この神殿から「赤子のディオニソスをあやしているヘルメスの像」が発掘され、こちらもオリンピア博物館で見ることができます。

またヘラ神殿の東側には、ゼウスの祭壇跡があります。
ここで古代オリンピックが開催されたといわれています。
またゼウスの祭壇跡のすぐ北側には給水施設跡があり、当時としては大変高度な循環水路が作られていました。

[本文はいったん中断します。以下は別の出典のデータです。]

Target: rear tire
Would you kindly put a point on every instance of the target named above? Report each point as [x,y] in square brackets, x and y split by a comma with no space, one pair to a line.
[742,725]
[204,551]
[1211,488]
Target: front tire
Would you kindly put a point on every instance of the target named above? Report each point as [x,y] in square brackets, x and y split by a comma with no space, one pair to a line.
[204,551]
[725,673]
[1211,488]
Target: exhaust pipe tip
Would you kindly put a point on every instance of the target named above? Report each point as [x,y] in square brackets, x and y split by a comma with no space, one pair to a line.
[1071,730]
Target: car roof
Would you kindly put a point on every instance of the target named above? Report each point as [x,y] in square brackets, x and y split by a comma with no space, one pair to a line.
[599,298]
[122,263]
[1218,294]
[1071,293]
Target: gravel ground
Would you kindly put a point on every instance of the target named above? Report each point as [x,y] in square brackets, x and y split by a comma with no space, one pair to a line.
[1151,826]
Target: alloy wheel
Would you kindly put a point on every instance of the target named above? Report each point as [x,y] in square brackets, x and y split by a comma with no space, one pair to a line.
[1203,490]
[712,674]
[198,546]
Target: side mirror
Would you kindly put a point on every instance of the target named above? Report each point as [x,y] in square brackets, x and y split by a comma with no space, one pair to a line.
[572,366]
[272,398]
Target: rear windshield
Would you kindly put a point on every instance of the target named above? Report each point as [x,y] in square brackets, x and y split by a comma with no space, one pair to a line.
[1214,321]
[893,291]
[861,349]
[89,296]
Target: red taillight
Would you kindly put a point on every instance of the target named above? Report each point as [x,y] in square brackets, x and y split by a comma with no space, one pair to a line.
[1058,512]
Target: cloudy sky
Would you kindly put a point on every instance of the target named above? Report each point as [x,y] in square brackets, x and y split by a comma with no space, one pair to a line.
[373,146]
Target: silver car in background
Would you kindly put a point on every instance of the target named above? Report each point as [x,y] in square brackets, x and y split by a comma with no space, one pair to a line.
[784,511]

さらにその近くには、古代オリンピック競技が行われたスタジアムがあります。
紀元前4世紀頃に作られ、北側にあるクロニオンの丘が観客席だったようです。
ギリシャのオリンピアの考古遺跡に来たら、これら遺跡とここで発掘された貴重な彫刻や陶器類をオリンピア博物館で見ておきましょう。